For Nadeen and the rest of the participants, the opportunity to implement a professional and comprehensive methodology was unique. The young journalists and activists from different organizations working on youth and media followed a series of training modules and practical exercises aimed at equipping them with the appropriate tools to monitor the representation of young women and men in national media in Palestine.

“The training aims at reinforcing the capacities of youth organizations in the theoretical understanding and practical application of a methodology for media monitoring,” explained Amirouche Nedjaa, Trainer and Executive Director of MENA Media Monitoring. “This will allow youth to effectively examine how media treat information about young people, their rights, their achievements and their views.”

One of the key objectives of the NET-MED Youth project is the promotion of youth participation in fair and inclusive youth-oriented media content production, and the enhancement of media representation and coverage of youth and their issues.

Media monitoring efforts, like this training and the ensuing activities, are among the first steps in that direction. Besides gaining knowledge of the media scene, youth become actively involved in shaping specific outreach actions connecting them to the media and facilitating a positive dialogue between them.

The 10 trainees’ task this week has been challenging, yet rewarding. Not only did this three-day training focus on the methodology to follow for an effective monitoring of media coverage, but it also provided hands-on experience to the young participants.

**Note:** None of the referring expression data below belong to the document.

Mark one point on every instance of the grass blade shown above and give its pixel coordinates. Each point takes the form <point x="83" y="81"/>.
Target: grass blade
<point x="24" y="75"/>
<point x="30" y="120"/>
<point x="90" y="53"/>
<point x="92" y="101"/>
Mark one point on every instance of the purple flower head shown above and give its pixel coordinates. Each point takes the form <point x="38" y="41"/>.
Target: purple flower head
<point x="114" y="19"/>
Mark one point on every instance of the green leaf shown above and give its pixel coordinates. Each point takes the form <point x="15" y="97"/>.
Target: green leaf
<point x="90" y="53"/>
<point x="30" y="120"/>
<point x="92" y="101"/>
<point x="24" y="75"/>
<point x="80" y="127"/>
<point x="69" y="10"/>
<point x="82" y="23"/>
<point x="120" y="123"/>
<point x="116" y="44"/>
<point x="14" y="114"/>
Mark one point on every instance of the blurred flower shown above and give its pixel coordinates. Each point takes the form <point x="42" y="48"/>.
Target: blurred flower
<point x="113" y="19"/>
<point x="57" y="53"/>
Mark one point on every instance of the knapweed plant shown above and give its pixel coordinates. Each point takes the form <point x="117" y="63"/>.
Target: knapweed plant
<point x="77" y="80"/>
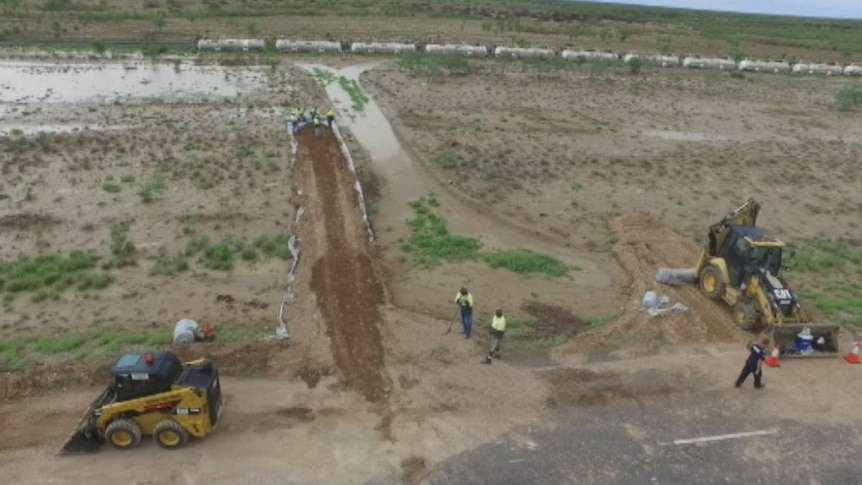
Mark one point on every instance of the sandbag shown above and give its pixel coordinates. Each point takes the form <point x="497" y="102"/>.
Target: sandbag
<point x="676" y="276"/>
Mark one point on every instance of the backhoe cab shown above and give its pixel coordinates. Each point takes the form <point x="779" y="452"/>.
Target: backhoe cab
<point x="741" y="264"/>
<point x="153" y="394"/>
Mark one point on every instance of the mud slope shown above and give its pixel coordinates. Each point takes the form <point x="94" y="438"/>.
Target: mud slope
<point x="343" y="280"/>
<point x="644" y="245"/>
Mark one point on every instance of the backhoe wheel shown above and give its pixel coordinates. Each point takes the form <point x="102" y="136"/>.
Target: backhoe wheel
<point x="123" y="434"/>
<point x="170" y="434"/>
<point x="711" y="283"/>
<point x="745" y="314"/>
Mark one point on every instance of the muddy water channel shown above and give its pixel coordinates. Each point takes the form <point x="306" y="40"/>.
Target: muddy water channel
<point x="35" y="82"/>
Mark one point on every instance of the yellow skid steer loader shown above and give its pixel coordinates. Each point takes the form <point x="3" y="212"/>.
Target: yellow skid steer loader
<point x="742" y="265"/>
<point x="153" y="394"/>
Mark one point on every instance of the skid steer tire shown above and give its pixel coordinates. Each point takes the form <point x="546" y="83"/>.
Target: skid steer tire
<point x="711" y="283"/>
<point x="170" y="434"/>
<point x="745" y="314"/>
<point x="123" y="434"/>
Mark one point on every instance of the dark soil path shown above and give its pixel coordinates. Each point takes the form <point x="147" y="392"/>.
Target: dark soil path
<point x="348" y="292"/>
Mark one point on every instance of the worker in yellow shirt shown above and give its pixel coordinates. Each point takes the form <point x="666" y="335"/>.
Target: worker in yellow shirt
<point x="464" y="299"/>
<point x="317" y="131"/>
<point x="498" y="328"/>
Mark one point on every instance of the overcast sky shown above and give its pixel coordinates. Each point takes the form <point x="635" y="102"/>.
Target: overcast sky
<point x="805" y="8"/>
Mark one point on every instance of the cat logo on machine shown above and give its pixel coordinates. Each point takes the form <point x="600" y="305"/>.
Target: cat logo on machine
<point x="783" y="295"/>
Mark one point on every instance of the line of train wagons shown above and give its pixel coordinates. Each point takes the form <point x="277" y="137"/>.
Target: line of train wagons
<point x="727" y="64"/>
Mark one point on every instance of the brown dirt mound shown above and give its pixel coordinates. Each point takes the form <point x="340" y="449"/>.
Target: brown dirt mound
<point x="236" y="359"/>
<point x="552" y="320"/>
<point x="343" y="280"/>
<point x="413" y="469"/>
<point x="23" y="385"/>
<point x="25" y="221"/>
<point x="232" y="359"/>
<point x="644" y="246"/>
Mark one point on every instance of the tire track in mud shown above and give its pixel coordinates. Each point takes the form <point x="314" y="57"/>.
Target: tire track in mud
<point x="348" y="291"/>
<point x="645" y="245"/>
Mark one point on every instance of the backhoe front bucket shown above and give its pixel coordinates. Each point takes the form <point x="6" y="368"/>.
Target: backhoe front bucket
<point x="85" y="439"/>
<point x="823" y="342"/>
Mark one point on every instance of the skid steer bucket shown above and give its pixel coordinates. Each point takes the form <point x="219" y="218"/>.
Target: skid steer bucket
<point x="84" y="438"/>
<point x="794" y="342"/>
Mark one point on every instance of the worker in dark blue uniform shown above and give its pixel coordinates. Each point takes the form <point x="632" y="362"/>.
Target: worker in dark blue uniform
<point x="464" y="300"/>
<point x="754" y="365"/>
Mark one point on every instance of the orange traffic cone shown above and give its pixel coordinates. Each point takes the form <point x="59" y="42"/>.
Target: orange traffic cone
<point x="772" y="360"/>
<point x="853" y="356"/>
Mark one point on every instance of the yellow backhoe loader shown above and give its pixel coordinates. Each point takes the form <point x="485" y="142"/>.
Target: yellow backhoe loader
<point x="153" y="394"/>
<point x="742" y="265"/>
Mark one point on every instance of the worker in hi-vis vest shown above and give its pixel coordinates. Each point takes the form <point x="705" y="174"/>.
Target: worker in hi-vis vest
<point x="464" y="299"/>
<point x="498" y="328"/>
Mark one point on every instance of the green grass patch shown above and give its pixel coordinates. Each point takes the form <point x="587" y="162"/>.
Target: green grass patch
<point x="220" y="255"/>
<point x="849" y="98"/>
<point x="111" y="188"/>
<point x="601" y="320"/>
<point x="824" y="255"/>
<point x="152" y="190"/>
<point x="324" y="77"/>
<point x="52" y="273"/>
<point x="274" y="246"/>
<point x="10" y="357"/>
<point x="519" y="323"/>
<point x="839" y="300"/>
<point x="431" y="244"/>
<point x="436" y="67"/>
<point x="448" y="158"/>
<point x="57" y="344"/>
<point x="525" y="261"/>
<point x="529" y="343"/>
<point x="357" y="97"/>
<point x="166" y="265"/>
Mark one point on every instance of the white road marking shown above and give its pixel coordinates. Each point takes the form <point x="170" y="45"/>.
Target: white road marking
<point x="547" y="368"/>
<point x="746" y="434"/>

MENA Media Monitoring had recorded 30 days of broadcasting by three Palestinian national TV channels. Youth are now actively involved as monitors in a pilot assessment of the way and the extent to which media channels cover youth topics, news and priority issues. They will also actively contribute to the analysis of data resulting from the monitoring exercise they have now embarked on.

The findings of this pilot media monitoring effort will feed into a report that aims at generating constructive discussions towards an enhanced representation of youth and a strengthened collaboration between youth and media outlets in Palestine.

The NET-MED Youth methodology for media monitoring focused on youth has now built itself a fairly successful and participatory history. It had been discussed – and collaboratively adopted last March 2015 during a sub-regional workshop held in Beirut – with youth CSOs, media-oriented organizations, young journalists and youth advocates from Palestine, Jordan and Lebanon, as well as Syrians living in Lebanon. A similar meeting had taken place in Tunisia in December 2014, where youth from Algeria, Morocco and Tunisia participated in the development and validation of the methodology.

NET-MED Youth has benefited many young people like Nadeen at the level of its media component. The youth are as full of hope as they are of willingness to affect positive transformations in their communities and in the way their needs and aspirations are portrayed across media channels.

“Our media need to include new young faces, and move in the direction of more youth-friendly mechanisms and coverage,” concludes Nadeen.

The Networks of Mediterranean Youth (NET-MED Youth) project is implemented by UNESCO and funded by the European Union. It aims at mainstreaming youth issues and priorities across national decision-making and policy implementation in eastern and western Mediterranean countries by building the capacities of youth and youth organizations and promoting their active engagement in the development and implementation of national policies and strategies on youth, ensuring that youth issues are adequately covered by national and regional media and by identifying workable models for improving youth access to employment and youth inclusion in different sectors.